Par Halim Benattallah,
                  ancien ambassadeur

Le coup d’É́tat qui s’est produit au Niger le 26 juillet a été unanimement condamné. Les appels au retour à l’ordre constitutionnel, ainsi que le rétablissement du président Muhamed Bazoum dans ses fonctions se sont multipliés.
La Cedeao a brandi la menace d’un recours à une intervention militaire, sans toutefois se résoudre à passer à l’acte au lendemain de son sommet du 10 août, au Nigeria. Elle a ordonné «le déploiement de la force en attente» tout en soulignant «son engagement permanent en faveur du rétablissement de l’ordre constitutionnel par des moyens pacifiques». Le président du Nigeria est le plus prompt à attaquer son voisin auquel il a coupé l’alimentation en électricité. Depuis peu, l’ancien président nigérien a été lâché par les siens dans son propre pays. Le scénario de l’option militaire est pour l’instant en stand-by.
La Cedeao a aussi déclenché un paquet de mesures de sanctions contre le Niger, infligeant au peuple nigérien des souffrances supplémentaires, sans que ces pressions aient quelque effet sur les nouveaux dirigeants à Niamey qui ont formé un nouveau gouvernement. Cela laisse penser qu’ils n’ont nullement l’intention de reculer.
Par-delà ces données factuelles, la question la plus importante me semble être : le retour à l’ordre constitutionnel est-il l’enjeu véritable ?
Voici quelques éléments d’évaluation au travers de quatre narratifs qui sont déclinés en ce moment sur cette crise.
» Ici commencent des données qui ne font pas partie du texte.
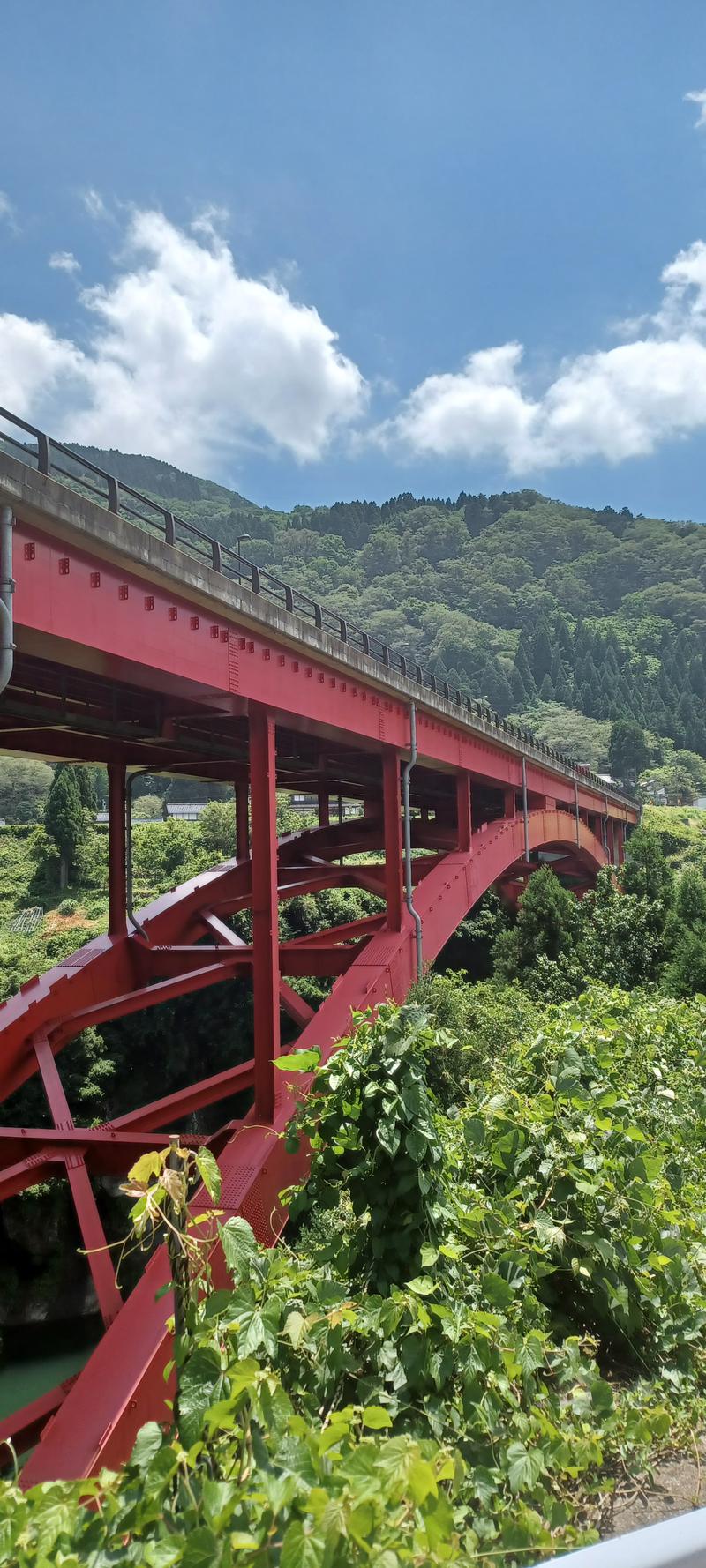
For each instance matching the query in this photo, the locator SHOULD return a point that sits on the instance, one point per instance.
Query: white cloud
(700, 99)
(64, 262)
(611, 403)
(7, 212)
(38, 366)
(94, 203)
(187, 358)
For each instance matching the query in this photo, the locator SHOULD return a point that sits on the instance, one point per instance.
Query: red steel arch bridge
(143, 643)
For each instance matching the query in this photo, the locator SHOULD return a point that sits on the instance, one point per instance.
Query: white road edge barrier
(675, 1543)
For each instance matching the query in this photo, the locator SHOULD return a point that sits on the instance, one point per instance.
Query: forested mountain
(538, 607)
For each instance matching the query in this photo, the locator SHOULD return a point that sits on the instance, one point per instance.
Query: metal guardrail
(50, 457)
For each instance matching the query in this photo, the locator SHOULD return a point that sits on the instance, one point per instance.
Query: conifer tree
(520, 691)
(542, 653)
(64, 819)
(522, 663)
(546, 691)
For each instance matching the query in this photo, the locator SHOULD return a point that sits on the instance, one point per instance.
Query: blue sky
(280, 231)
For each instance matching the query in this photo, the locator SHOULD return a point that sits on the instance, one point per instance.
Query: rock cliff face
(42, 1275)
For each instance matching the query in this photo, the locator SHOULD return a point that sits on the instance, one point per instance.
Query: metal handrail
(234, 564)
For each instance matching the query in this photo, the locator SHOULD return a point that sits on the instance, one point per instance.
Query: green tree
(217, 830)
(542, 653)
(24, 789)
(546, 927)
(645, 870)
(64, 819)
(691, 897)
(628, 751)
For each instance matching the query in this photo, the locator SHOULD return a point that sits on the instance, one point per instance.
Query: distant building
(183, 810)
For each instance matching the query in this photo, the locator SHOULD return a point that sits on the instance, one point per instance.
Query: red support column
(393, 840)
(116, 850)
(93, 1235)
(242, 830)
(463, 812)
(266, 937)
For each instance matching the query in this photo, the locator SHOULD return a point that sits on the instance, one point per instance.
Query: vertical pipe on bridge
(266, 935)
(524, 810)
(393, 840)
(242, 828)
(463, 812)
(116, 850)
(90, 1225)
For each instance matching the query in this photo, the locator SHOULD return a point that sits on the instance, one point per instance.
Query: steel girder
(92, 1421)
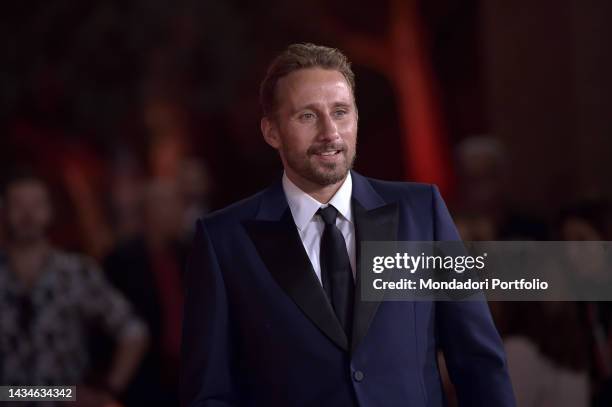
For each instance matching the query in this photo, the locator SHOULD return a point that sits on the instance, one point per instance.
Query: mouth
(328, 155)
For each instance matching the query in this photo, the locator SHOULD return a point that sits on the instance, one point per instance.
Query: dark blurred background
(143, 115)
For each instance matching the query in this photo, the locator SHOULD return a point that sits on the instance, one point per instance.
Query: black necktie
(336, 273)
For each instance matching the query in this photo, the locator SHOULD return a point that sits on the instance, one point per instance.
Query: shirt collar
(303, 206)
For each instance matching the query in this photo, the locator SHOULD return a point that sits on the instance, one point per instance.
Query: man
(51, 300)
(147, 271)
(272, 317)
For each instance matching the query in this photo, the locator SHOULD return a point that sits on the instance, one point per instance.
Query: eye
(307, 116)
(340, 113)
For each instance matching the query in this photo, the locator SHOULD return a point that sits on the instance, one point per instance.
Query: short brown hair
(302, 56)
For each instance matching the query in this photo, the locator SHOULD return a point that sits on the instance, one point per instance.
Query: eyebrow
(313, 106)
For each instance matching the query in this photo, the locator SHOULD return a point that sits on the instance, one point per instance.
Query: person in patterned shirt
(52, 302)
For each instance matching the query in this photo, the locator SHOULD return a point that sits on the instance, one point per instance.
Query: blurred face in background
(315, 126)
(163, 210)
(28, 212)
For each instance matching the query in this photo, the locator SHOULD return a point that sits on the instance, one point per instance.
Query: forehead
(313, 86)
(27, 188)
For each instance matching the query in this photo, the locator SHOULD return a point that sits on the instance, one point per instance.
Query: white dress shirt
(310, 225)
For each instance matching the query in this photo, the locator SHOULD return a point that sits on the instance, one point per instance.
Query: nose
(328, 128)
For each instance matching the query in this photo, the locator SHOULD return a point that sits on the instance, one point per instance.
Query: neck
(27, 259)
(322, 194)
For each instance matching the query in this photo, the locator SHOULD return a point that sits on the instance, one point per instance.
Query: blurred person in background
(546, 349)
(482, 165)
(148, 271)
(589, 220)
(195, 185)
(53, 303)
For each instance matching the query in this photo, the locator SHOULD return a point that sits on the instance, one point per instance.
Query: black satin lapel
(280, 247)
(379, 224)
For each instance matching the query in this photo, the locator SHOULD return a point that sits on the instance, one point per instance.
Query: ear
(270, 132)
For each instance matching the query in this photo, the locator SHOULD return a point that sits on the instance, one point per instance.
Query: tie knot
(329, 215)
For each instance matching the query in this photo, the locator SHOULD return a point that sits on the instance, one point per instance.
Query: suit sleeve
(470, 342)
(207, 358)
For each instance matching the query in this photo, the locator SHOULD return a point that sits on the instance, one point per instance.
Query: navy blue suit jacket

Jeux d’influence avec la Russie et la Chine et accès aux matières premières et aux sources d’énergie en Afrique sont en arrière-plan (surtout depuis que l’UE s’est mutilée en se privant du gaz russe).
D’abord, un narratif «sahélien» laisse entendre que la France jouerait un double jeu dans sa guerre contre le terrorisme au Sahel et partant, il sert d’argumentaire pour exiger le départ des troupes françaises du Niger. Des voix françaises autorisées contestent, quant à elles, ce narratif parce qu’elles considèrent que le Sahel fait partie du périmètre de sécurité de la France. Le bras de fer est engagé.
Deuxième narratif. En appui à l’option militaire, un courant d’opinion s’est fait jour pour engager des Africains à intervenir contre des Africains, au nom d’une lutte globale contre le terrorisme.
Des «experts» expliquent à une opinion internationale que ce pays est un hub du terrorisme international menaçant la sécurité dans le monde : «Sahel Region Coups Make Room for Terrorist Groups : Analysts» (Voice of America) ; «Why the nightmare in Niger is the world’s problem» (The Economist) ; «The coup in Niger will only embolden extremists, says a former jihadi fighter» (Associated Press).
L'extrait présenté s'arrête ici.